Perhaps it should be. The question to ask is, “How do you turn people who LIKE your brand into people who LOVE your brand?”
There are marketing experts who will tell you that it’s all about mastering social media; that getting people to love your brand is about finding new ways to be relevant, funny, clever, engaging and entertaining online. No doubt, social media can elevate awareness for your company and your brand and pave the way to new customers and new markets.
Social media can also backfire spectacularly when acquiring online “likes” becomes disassociated from basic, real-world customer service.

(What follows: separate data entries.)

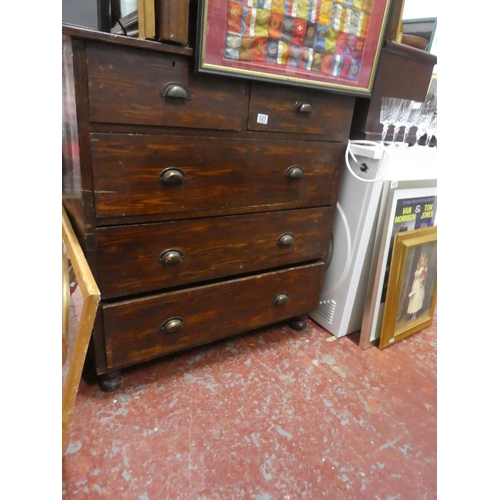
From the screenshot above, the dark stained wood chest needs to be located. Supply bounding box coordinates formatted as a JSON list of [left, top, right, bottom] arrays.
[[63, 27, 354, 390]]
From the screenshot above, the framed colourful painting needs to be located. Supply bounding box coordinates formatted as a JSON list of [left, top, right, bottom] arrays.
[[196, 0, 389, 96]]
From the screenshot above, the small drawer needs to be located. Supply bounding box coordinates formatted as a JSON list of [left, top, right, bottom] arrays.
[[87, 43, 248, 130], [97, 208, 333, 299], [103, 262, 325, 368], [91, 133, 344, 217], [248, 83, 355, 141]]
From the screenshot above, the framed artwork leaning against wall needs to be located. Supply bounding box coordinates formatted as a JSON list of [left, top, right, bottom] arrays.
[[379, 226, 437, 349], [196, 0, 389, 96]]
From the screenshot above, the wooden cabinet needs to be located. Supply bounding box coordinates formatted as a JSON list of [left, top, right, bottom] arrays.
[[63, 27, 354, 390], [350, 40, 437, 142]]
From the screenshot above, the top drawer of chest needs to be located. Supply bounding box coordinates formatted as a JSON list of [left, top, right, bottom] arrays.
[[247, 82, 355, 141], [87, 42, 248, 130]]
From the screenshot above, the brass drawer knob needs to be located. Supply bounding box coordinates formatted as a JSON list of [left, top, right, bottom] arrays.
[[293, 101, 312, 113], [160, 82, 191, 101], [285, 165, 304, 179], [158, 167, 187, 186], [273, 292, 290, 306], [158, 248, 184, 264], [276, 233, 295, 247], [160, 317, 184, 333]]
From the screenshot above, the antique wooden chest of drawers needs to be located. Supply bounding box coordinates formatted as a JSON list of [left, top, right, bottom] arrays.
[[63, 27, 354, 390]]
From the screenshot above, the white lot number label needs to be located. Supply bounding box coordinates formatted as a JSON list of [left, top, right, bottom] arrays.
[[257, 113, 269, 125]]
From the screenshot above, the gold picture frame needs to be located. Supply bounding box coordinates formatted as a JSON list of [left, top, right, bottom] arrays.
[[62, 207, 101, 453], [379, 226, 437, 349], [195, 0, 390, 97]]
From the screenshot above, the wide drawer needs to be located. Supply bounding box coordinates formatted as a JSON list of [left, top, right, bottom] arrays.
[[97, 208, 333, 298], [248, 83, 354, 141], [103, 262, 325, 368], [91, 133, 345, 217], [87, 43, 248, 130]]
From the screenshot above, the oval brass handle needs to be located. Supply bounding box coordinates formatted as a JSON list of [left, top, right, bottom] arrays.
[[158, 248, 184, 264], [160, 82, 191, 101], [273, 292, 290, 306], [158, 167, 187, 186], [285, 165, 304, 179], [160, 316, 184, 333], [276, 233, 295, 247], [293, 101, 312, 113]]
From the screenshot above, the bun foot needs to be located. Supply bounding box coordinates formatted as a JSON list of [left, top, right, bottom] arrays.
[[99, 371, 123, 392], [288, 315, 307, 332]]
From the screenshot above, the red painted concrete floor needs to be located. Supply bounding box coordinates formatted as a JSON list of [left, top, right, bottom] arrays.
[[62, 290, 437, 500]]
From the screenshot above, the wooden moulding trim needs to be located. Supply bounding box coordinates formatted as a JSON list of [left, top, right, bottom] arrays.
[[384, 40, 437, 64], [62, 207, 101, 453], [62, 25, 193, 56]]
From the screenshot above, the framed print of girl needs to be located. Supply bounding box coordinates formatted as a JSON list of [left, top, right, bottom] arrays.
[[379, 226, 437, 349], [408, 252, 428, 321]]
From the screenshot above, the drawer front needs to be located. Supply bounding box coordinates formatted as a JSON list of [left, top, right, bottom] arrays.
[[91, 134, 344, 217], [248, 83, 355, 141], [97, 208, 333, 298], [87, 43, 248, 130], [103, 263, 325, 368]]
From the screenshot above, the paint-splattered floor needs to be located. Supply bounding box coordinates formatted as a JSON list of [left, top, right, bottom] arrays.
[[62, 288, 437, 500]]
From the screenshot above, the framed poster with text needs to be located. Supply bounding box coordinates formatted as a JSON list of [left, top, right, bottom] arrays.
[[359, 179, 437, 348], [196, 0, 389, 96]]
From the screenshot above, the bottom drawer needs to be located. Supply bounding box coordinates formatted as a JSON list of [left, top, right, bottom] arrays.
[[103, 262, 325, 369]]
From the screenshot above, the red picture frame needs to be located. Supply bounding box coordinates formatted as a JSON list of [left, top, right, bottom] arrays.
[[196, 0, 389, 96]]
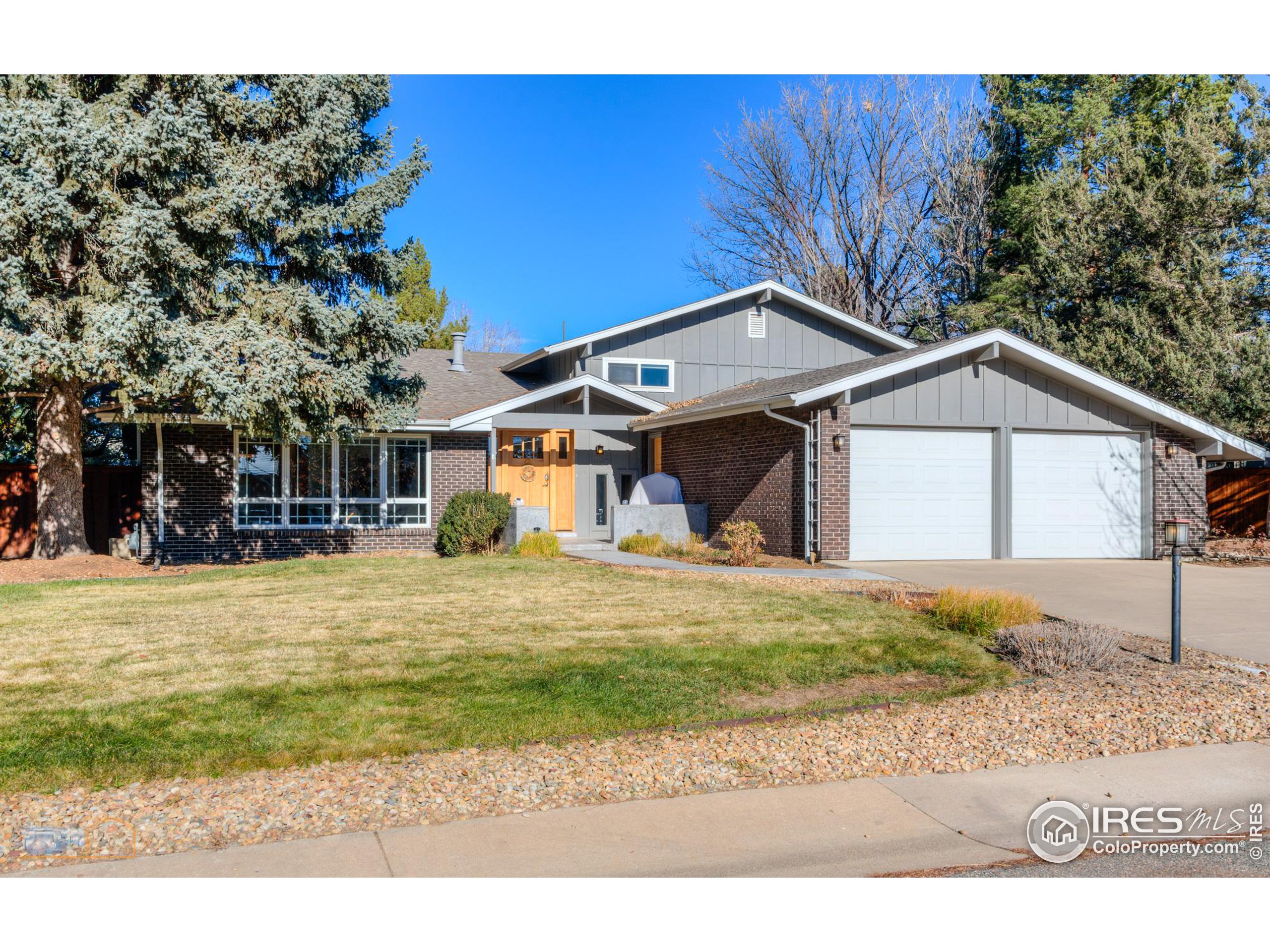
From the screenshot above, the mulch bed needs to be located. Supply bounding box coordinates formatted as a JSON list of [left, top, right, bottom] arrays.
[[0, 637, 1270, 871]]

Case in point: I’ve had my personal and business accounts with the same national bank for more than a decade. The helpful employees showcased on the bank’s social media pages are nothing like the staff at our local branch who are disempowered from providing customers with any real service solutions. After two weeks of phone tag (the branch’s employees do not have voice mail) and another 45-minutes spent waiting at the branch, I was finally able to see “my” designated personal banker who, it turns out, didn’t remember me, and who said that he was not authorized to reverse the $10 service fee that had become the tipping point for my dissatisfaction. I’ve decided to let the bank have its $10 service fee, while I start the process of moving my accounts over to my local credit union.
In Lee Cockerell’s book, The Customer Rules, the former Disney executive shares 39 simple yet profound rules for “serving customers with such consistency, efficiency, creativity, and sincerity that they’ll never want to do business with anyone else.” His rules cover simple basics, from treating customers like family members to always being available, dressing professionally, listening carefully, being generous, and providing employees with the training and the authority to make things right.
When it comes to technology, Cockerell’s advice isn’t “Have a Facebook page” or “Grow your Twitter followers.” Instead, he tells business owners to “Have a geek on your team” (rule #29), i.e., someone who is plugged-into technology but also understands the value of 1:1 customer service.
“A techie with empathy is what you’re after, someone who can imagine walking in the shoes of your customers and sees the ways technology can be used to give them exactly what they want.”
Do you have a geek on your team? If you do, be sure to give them a big hug this Valentine’s Day.